Three in four enterprise leaders globally now treat artificial intelligence as a board-level priority, yet 65 per cent of organisations continue to operate on legacy or developing infrastructure that was not designed to carry AI workloads at scale. The finding is drawn from Building Durable AI Advantage, a new study commissioned by Tata Communications and produced in partnership with Bloomberg Media Studios, based on a survey of 501 senior executives across Asia, North America and Europe at enterprises with revenues above US$500 million.
The AI Scaling Gap
The research identifies a structural tension at the heart of enterprise AI investment: decision-making is accelerating faster than the organisational infrastructure required to execute and measure it. Only 29 per cent of respondents said their infrastructure can scale with evolving business demands — a critical gap given that AI workloads do not grow linearly, but surge and shift across environments, placing pressure on the weakest parts of the system.
The report frames this challenge through five reinforcing loops — Foundation, Integration, Skills, Governance and ROI — that collectively determine whether AI investment compounds in value or plateaus. Key pressure points identified include: fewer than half of enterprises reporting fully modernised network connectivity or data architecture; 28 per cent citing difficulty integrating AI with legacy systems as a primary roadblock; 30 per cent flagging talent shortages; and 42 per cent identifying security and compliance reviews as the largest source of approval delays.
Singapore and Asia in Focus
The study surveyed executives across Asia including Singapore, China, Hong Kong and India. The report’s authors note that the tensions identified are already visible in Singapore’s AI trajectory, set against a backdrop of rising governance activity — including the development of a registry of AI agents for public sector officers, the establishment of the Singapore Artificial Intelligence Association, and the upcoming ASEAN Digital Economy Framework Agreement.
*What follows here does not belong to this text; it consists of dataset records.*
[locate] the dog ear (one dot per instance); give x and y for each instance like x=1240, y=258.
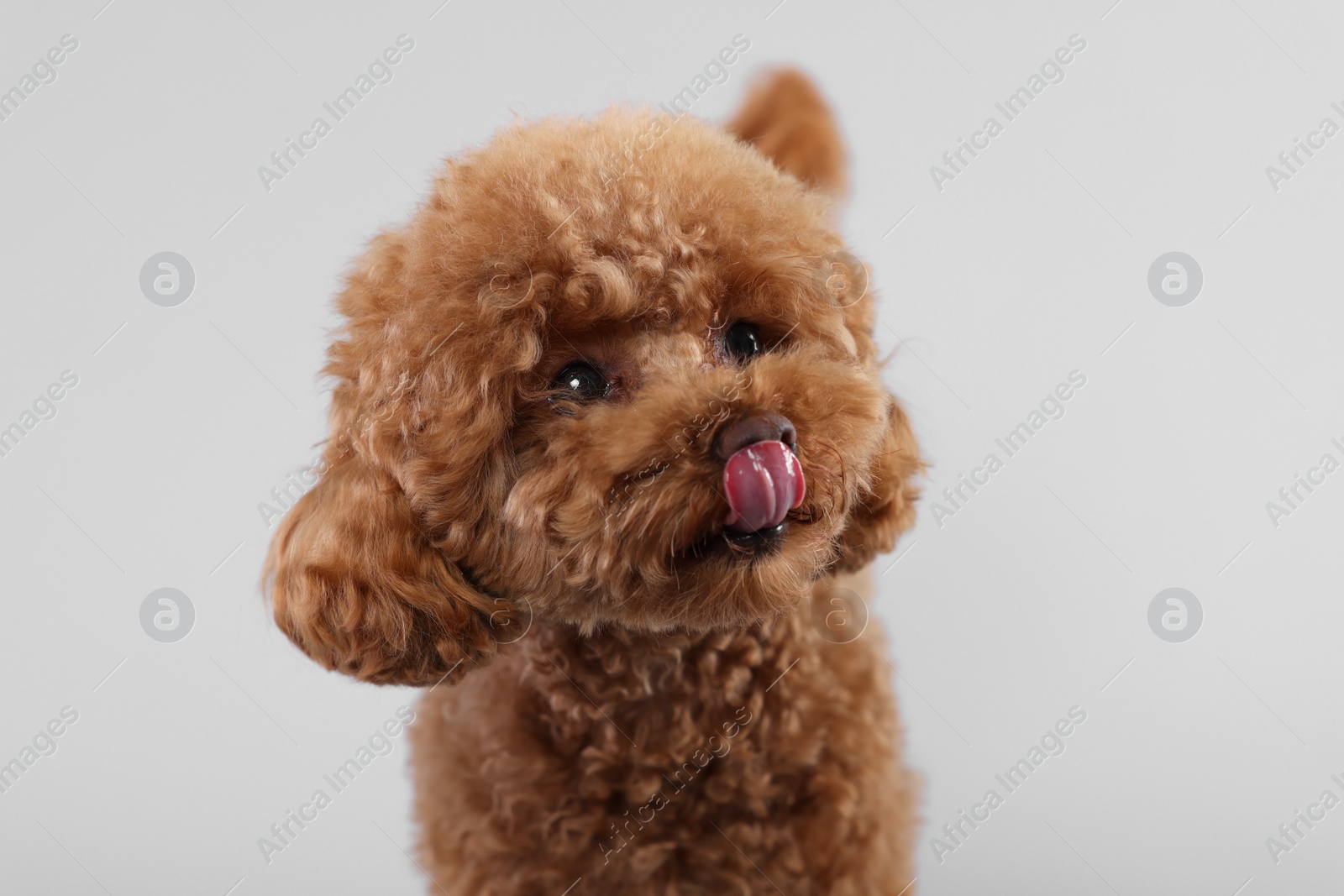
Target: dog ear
x=785, y=117
x=362, y=589
x=355, y=573
x=887, y=503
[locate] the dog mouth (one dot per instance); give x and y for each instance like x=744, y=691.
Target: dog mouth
x=763, y=484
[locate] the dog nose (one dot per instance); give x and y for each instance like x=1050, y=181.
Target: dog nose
x=743, y=432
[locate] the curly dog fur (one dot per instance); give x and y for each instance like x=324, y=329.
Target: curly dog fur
x=622, y=699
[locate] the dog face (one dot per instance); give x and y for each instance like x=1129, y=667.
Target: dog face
x=608, y=375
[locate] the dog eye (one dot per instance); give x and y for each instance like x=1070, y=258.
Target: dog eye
x=578, y=380
x=743, y=340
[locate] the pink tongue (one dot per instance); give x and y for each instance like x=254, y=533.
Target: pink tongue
x=763, y=481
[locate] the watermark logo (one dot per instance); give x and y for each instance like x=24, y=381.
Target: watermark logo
x=506, y=281
x=839, y=616
x=167, y=280
x=511, y=621
x=1175, y=280
x=842, y=277
x=167, y=616
x=1175, y=616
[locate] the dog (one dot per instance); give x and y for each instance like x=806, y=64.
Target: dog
x=608, y=437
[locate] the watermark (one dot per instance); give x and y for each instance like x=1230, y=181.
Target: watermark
x=42, y=409
x=167, y=280
x=839, y=616
x=1290, y=161
x=167, y=616
x=956, y=833
x=1175, y=616
x=44, y=745
x=380, y=743
x=1290, y=497
x=956, y=497
x=714, y=748
x=44, y=73
x=843, y=278
x=506, y=281
x=1175, y=280
x=295, y=485
x=1290, y=833
x=282, y=161
x=1052, y=73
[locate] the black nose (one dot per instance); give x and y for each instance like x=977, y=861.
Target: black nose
x=743, y=432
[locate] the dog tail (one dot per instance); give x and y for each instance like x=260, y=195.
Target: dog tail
x=786, y=118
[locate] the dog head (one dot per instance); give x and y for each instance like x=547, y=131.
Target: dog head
x=615, y=371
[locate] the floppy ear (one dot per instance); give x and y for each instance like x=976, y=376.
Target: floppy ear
x=887, y=506
x=785, y=117
x=360, y=589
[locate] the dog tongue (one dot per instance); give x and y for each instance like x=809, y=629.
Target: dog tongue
x=764, y=481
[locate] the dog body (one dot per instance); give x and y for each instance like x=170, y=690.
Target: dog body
x=608, y=425
x=718, y=763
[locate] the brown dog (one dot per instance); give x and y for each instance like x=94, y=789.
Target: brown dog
x=606, y=427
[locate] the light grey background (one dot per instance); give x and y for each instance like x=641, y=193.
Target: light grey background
x=1030, y=265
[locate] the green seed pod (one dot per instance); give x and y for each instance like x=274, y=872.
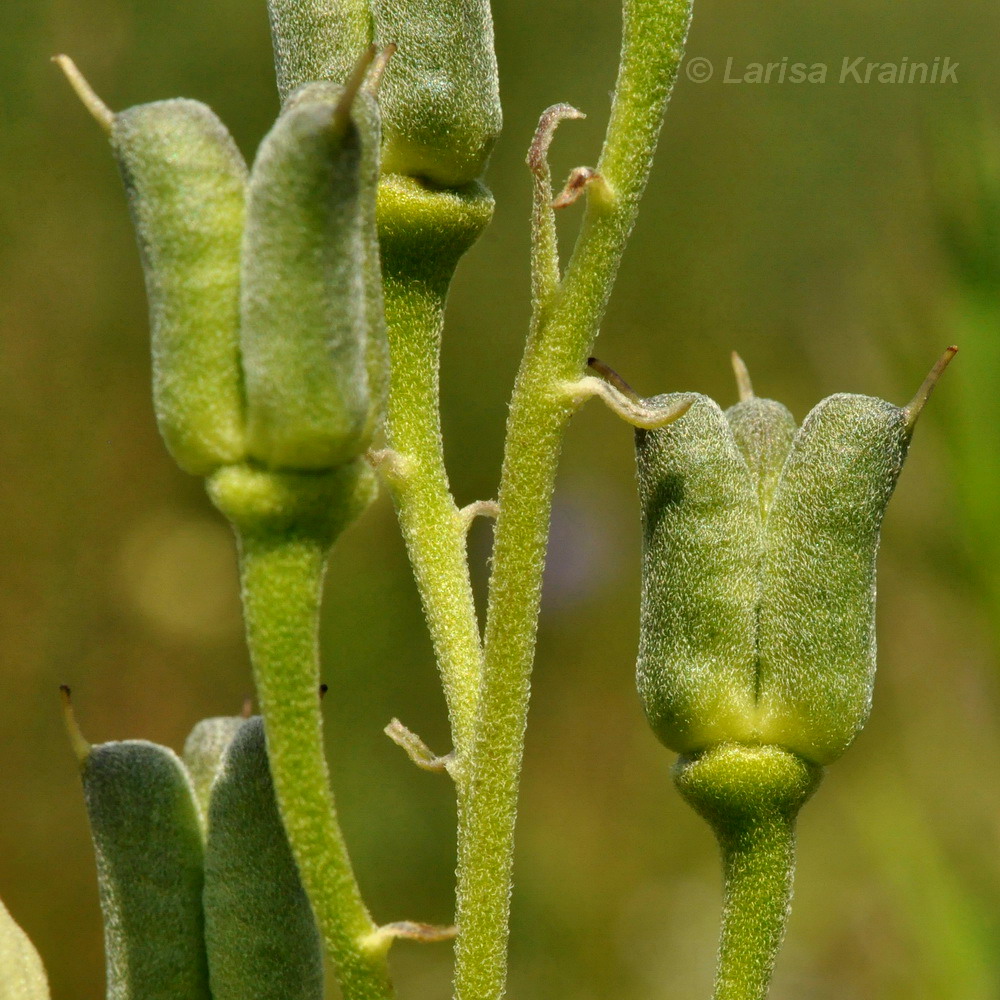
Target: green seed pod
x=22, y=975
x=816, y=630
x=759, y=546
x=147, y=839
x=185, y=180
x=312, y=324
x=263, y=942
x=203, y=752
x=701, y=538
x=440, y=97
x=317, y=39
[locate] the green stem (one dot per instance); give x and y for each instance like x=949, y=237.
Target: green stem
x=423, y=233
x=285, y=525
x=758, y=863
x=654, y=33
x=751, y=796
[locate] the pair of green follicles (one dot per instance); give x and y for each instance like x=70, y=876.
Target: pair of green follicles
x=759, y=570
x=200, y=895
x=264, y=286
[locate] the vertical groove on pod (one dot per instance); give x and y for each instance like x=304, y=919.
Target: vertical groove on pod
x=147, y=839
x=262, y=940
x=186, y=181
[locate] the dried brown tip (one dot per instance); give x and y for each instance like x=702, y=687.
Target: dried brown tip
x=353, y=85
x=916, y=405
x=415, y=748
x=413, y=931
x=612, y=377
x=576, y=184
x=81, y=747
x=374, y=78
x=743, y=383
x=538, y=151
x=101, y=113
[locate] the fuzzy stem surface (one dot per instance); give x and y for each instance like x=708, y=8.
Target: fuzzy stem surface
x=285, y=525
x=563, y=333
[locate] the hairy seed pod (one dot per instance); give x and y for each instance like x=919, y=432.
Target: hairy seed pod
x=204, y=749
x=700, y=585
x=262, y=939
x=759, y=547
x=312, y=325
x=317, y=40
x=816, y=632
x=440, y=99
x=147, y=839
x=22, y=975
x=185, y=180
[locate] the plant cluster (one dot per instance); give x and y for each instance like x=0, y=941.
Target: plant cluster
x=296, y=313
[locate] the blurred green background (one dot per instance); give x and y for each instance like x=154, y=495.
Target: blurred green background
x=839, y=236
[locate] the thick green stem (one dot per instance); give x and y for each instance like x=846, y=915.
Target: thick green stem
x=285, y=524
x=654, y=33
x=751, y=796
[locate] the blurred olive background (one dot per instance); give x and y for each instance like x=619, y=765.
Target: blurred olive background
x=839, y=236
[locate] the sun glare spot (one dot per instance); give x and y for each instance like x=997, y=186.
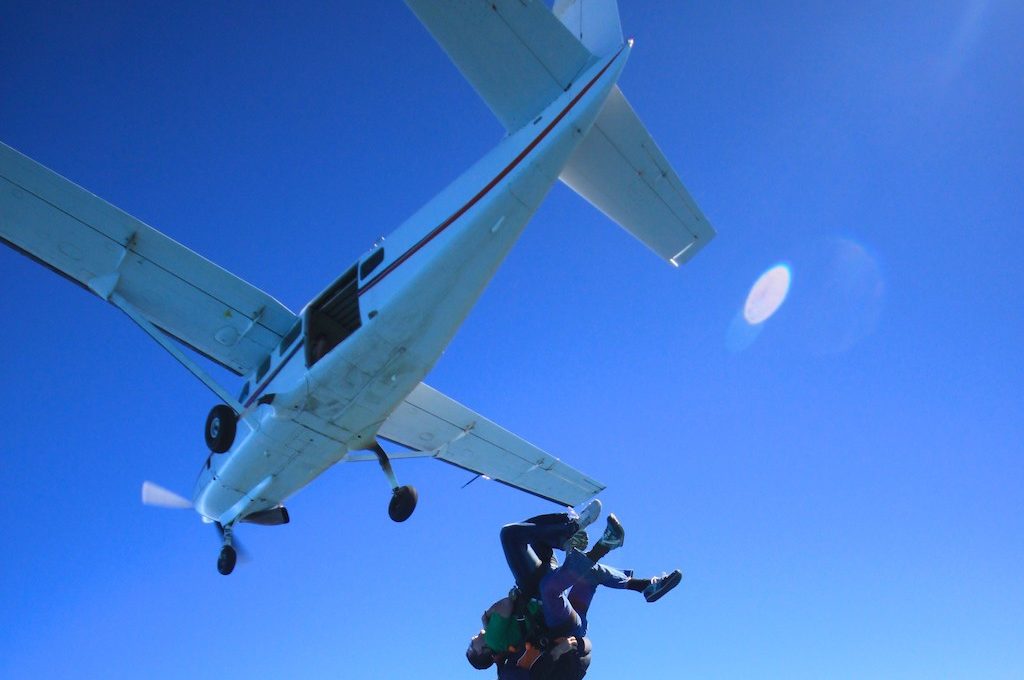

“AI has become one of the defining business priorities of our time, but the real differentiator is no longer AI itself — it is the infrastructure and integration that enable AI to deliver value at scale. The organisations that will lead in the years ahead are those investing in the foundations that connect people, systems, data and intelligence across the enterprise.” — Sumeet Walia, President and Chief Revenue Officer, Tata Communications
ROI Visibility Remains Elusive
Nine in ten enterprises surveyed reported some value from modernisation initiatives, yet more than 60 per cent said they had not reached optimal outcomes. The report attributes this partly to fragmented tracking — when AI, infrastructure and security are each measured in isolation, the broader business impact stays hidden, and reinvestment follows that narrower signal rather than the aggregate opportunity.